La maggior parte delle richieste di autorizzazione, si legge, riguarda impianti di nuova realizzazione: la conversione a biogas non è infatti né semplice, per l’incremento di spazio necessario a ospitare il sistema di upgrading e per lo stoccaggio del digestato, né conveniente sotto una soglia dimensionale minima o sopra una determinata distanza dalla rete di distribuzione del metano.
Inoltre, esistono sistemi di incentivazione anche per gli impianti a biogas, in particolare sotto forma di prezzi minimi garantiti (PMG) per l’energia immessa in rete. Questo conflitto tra sistemi di incentivazione è, secondo PoliMi, tra le ragioni che hanno portato a un numero di proposte di riconversione estremamente limitato nelle prime aste: i gestori di tali impianti, infatti, stavano attendendo la pubblicazione della nuova tariffa per l’immissione di energia elettrica in rete.

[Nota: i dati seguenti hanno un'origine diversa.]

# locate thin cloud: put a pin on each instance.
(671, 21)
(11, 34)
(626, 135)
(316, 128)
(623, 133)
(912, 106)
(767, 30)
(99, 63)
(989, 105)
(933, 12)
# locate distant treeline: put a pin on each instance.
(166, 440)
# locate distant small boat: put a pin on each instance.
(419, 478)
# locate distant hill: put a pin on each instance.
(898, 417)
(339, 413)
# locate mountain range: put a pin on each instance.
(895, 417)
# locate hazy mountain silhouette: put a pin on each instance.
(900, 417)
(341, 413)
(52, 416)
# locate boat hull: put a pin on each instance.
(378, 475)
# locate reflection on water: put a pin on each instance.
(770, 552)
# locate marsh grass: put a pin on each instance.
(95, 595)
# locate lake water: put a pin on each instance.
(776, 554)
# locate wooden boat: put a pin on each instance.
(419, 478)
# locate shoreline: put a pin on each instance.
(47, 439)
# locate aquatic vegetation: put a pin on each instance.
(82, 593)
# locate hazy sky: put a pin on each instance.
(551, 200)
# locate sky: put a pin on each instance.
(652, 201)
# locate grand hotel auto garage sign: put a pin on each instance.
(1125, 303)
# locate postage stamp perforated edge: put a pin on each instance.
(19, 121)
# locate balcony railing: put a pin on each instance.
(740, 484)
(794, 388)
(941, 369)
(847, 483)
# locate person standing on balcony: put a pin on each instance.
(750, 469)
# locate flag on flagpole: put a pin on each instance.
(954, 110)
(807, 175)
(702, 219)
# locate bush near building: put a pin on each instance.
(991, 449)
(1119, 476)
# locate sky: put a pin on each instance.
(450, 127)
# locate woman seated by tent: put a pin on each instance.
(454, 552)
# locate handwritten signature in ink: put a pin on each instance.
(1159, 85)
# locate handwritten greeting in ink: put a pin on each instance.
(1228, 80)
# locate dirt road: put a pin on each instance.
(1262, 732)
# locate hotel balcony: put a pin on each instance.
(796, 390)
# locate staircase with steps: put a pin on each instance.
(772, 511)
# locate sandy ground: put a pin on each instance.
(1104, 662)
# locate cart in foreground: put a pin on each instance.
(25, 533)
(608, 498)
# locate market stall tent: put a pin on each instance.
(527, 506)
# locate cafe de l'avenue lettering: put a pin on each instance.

Infine, la durata del sistema di incentivazione è di 15 anni, mentre la vita utile di un impianto è stimata in 20 o più anni: oltre il quindicesimo anno di operatività non si beneficia dunque di alcun sostegno economico diretto, rendendo gli impianti non economicamente sostenibili in assenza di incentivi. Qualora non ne venissero introdotti di nuovi, è quindi forte il rischio che gli impianti vengano spenti al termine del quindicesimo anno.